Players: 46 out of 49. Points scored: 245. Highest score: 12 (Haresh Mirani). Average score: 5.32. Prediction of the Week: Tottenham Hotspur 2-1 Chelsea (Haresh Mirani, Sally Moon).
Results: Bolton 0-1 Everton (0); Charlton 1-0 Manchester City (17); Fulham 1-0 Everton (4); Liverpool 2-0 Reading (16); Manchester United 3-0 Portsmouth (7); Newcastle 0-1 Sheffield United(2); Watford 2-0 Middlesbrough (4); Aston Villa 2-0 Blackburn (8); Tottenham Hotspur 2-1 Chelsea (2); West Ham 1-0 Arsenal (0).
The streets of Chiswick are silent this week because Hope Arnold (75 points) has reclaimed pole position from West London gambling magnate Nick Watson (74), but it’s tighter at the top than a sumo wrestler’s mawashi.
In another exciting twist to this intriguing Predictorship season, both Christine Butters and Dave Taylor score eight points to close the gap on the leaders and Haresh Mirani, whose clever combination of Sally Moon and John Collins’ predictions has so far reaped rewards beyond his wildest dreams, fires in a massive 12 points. The Bengal Mumbai man soars from 11th to 5th with a stupendous five correct scores (the games at Charlton, Manchester United, Newcastle, Aston Villa and Tottenham). Incredibly, Haresh now has 20 correct scores in 11 weeks.

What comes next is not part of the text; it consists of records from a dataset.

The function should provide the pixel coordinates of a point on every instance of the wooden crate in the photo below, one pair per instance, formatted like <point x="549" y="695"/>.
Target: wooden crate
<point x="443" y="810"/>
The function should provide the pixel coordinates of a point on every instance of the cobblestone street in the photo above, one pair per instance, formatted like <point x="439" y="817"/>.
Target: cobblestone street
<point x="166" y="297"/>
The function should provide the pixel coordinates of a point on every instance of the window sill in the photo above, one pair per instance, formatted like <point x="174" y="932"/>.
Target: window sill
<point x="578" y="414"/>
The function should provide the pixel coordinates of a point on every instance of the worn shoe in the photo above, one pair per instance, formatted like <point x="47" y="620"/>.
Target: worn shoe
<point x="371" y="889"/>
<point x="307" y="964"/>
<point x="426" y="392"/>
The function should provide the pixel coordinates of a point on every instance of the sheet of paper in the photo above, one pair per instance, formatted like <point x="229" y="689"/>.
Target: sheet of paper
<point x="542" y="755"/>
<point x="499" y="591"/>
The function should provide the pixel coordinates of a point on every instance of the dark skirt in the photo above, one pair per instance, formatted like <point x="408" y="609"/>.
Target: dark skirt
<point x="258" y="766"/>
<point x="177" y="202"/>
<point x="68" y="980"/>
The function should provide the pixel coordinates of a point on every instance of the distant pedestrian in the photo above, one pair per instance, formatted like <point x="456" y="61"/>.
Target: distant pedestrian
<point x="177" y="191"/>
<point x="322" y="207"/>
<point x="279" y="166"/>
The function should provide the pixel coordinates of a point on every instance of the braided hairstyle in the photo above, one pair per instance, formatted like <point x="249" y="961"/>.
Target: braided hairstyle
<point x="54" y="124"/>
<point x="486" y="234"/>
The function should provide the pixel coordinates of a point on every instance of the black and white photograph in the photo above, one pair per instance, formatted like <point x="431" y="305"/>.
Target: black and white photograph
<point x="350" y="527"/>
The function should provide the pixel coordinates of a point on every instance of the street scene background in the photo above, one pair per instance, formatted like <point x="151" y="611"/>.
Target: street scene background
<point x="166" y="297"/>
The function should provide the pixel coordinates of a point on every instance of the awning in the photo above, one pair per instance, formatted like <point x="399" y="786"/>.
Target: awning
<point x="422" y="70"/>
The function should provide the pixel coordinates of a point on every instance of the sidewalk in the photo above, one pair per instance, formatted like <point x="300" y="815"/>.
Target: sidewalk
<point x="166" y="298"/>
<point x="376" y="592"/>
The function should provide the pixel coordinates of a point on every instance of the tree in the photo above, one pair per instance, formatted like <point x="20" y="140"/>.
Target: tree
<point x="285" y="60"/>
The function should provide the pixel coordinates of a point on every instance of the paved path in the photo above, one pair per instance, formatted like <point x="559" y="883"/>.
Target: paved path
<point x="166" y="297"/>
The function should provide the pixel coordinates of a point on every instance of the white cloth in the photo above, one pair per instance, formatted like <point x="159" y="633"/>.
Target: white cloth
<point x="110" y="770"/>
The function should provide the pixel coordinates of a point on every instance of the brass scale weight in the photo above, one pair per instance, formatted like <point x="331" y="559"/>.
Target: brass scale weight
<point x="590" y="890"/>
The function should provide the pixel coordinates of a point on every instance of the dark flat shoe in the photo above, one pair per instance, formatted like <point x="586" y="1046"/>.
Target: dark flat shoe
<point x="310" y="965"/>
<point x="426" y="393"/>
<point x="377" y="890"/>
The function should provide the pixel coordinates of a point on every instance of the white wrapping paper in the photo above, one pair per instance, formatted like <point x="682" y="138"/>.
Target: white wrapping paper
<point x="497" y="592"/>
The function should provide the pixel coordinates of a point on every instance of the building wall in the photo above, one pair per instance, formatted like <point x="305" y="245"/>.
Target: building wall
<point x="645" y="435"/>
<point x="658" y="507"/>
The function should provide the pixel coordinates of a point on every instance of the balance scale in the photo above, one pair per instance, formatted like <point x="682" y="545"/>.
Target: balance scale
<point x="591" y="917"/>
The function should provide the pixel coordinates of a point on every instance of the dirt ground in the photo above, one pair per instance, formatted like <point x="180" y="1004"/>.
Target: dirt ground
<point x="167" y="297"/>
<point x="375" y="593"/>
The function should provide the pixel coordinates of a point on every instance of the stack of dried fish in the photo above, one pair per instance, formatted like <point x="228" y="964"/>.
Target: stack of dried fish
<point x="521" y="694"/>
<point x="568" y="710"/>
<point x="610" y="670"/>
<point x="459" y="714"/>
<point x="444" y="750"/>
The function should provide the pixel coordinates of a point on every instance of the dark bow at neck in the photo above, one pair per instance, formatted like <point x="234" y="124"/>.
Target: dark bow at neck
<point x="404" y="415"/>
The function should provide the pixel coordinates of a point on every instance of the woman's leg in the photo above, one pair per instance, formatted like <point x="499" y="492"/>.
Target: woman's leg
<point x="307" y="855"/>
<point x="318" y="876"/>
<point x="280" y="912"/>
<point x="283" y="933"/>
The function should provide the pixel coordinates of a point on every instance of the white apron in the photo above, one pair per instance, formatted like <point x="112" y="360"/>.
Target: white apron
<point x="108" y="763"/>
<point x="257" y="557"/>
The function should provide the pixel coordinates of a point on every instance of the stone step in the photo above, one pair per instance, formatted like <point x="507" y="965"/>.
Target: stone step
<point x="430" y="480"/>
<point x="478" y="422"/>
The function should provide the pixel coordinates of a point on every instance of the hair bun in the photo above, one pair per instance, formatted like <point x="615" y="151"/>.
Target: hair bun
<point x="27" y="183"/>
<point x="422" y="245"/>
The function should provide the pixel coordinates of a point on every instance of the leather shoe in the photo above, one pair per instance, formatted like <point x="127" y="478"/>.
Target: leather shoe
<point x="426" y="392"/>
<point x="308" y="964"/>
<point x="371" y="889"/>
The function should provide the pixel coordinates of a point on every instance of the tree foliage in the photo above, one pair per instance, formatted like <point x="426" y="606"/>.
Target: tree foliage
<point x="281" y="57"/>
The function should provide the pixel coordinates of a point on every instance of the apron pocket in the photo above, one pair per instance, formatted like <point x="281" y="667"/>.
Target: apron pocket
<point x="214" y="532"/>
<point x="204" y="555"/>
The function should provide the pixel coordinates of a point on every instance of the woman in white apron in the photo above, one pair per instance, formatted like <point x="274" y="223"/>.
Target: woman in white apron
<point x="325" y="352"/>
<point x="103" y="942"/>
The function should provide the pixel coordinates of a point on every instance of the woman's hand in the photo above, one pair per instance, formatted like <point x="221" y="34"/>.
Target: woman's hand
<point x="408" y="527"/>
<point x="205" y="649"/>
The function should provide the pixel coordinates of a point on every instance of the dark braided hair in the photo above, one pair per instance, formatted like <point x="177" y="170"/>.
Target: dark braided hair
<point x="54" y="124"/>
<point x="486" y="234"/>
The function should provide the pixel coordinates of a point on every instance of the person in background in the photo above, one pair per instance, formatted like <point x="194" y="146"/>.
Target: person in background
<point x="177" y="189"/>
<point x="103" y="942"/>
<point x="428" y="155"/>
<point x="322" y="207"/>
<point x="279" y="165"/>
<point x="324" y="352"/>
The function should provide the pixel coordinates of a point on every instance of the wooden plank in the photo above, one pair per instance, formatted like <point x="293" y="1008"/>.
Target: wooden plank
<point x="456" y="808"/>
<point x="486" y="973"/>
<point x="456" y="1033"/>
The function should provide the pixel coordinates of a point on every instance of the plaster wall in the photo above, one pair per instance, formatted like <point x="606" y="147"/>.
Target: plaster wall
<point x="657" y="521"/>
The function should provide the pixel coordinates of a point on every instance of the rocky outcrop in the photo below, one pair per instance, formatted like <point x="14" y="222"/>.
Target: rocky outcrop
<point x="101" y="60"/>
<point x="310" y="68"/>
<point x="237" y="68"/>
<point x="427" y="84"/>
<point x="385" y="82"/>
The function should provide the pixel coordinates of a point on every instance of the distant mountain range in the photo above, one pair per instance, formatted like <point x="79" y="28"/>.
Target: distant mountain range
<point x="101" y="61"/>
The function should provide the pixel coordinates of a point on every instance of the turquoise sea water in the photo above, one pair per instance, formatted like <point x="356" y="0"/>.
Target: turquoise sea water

It’s a disastrous week for three of the bottom four predictors with no Premiership teams finding it in themselves to conjure up a draw. What it all boils down to is Stuart Claxton and Norman No Mates sinking deeper into the “relegation” mire and Della Torra, who earlier in the season was living it up in 4th place, about to topple into the doom-laden swamp.
News that the Los Angeles Galaxy (the only club to use the definite article, I wonder?) are interested in rescuing David Beckham from his bench-warming duties at Real Madrid is great news for all Stateside predictors – and the US economy. From David’s point of view, the chance to hook up with Alexi Lalas, the former Galaxy, New England Revolution, MetroStars and Kansas City Wizards defender, and the only man on the planet who could convincingly win a Chris Barron (lead singer of the Spin Doctors – anyone remember ‘Two Princes’?) lookalike contest, is a once in a lifetime opportunity. Brand Beckham + Major League Soccer = ka-ching!
The Predictorship might be a whole new kettle of fish if potty pundit Andy Gray gets his way. The Scottish journeyman, who once scored an incredible 46 goals for Dundee United in just 62 appearances (1973-75), wants to make the goals higher and wider to produce “100-150 more goals a season”. “If we don’t try it, we don’t know,” he gleefully told BBC Radio 5 Live last week, to which a listener replied why not just play with two balls, or smaller balls, have nine-a-side matches or play in the dark.
Another caller, tongue firmly in cheek, suggested top teams should have smaller keepers, no more than 5’8″ tall, leaving giant glovemen to sides such as “Watford and Charlton”. Football purists like Norm No Mates are livid that anyone – let alone a pillar of society like Gray – should suggest such a lame way of doing away with sleep-inducing 0-0 draws. “7-0 to the Arsenal just hasn’t got the same ring to it,” argues Norm. “And you set a dangerous precedent when you start offering the paying public value for money: the motorways would be jammed, Christmas shopping would never get done and stadiums would collapse under the weight of capacity crowds week in, week out expecting nine-goal thrillers, resulting in premature death or serious injury”. Where will all this madness end?
And finally, in tribute to Sir Alex Ferguson, who celebrated 20 years at Manchester United on Monday, here are a few memorable quotes from the durable Scot:
“The lads ran their socks into the ground”; “It’s a conflict of parallels”; “The philosophy of a lot of European teams, even in home matches, is not to give a goal away”; “It was particularly pleasing that our goalscorers scored tonight”; “As with every young player, he’s only 18”.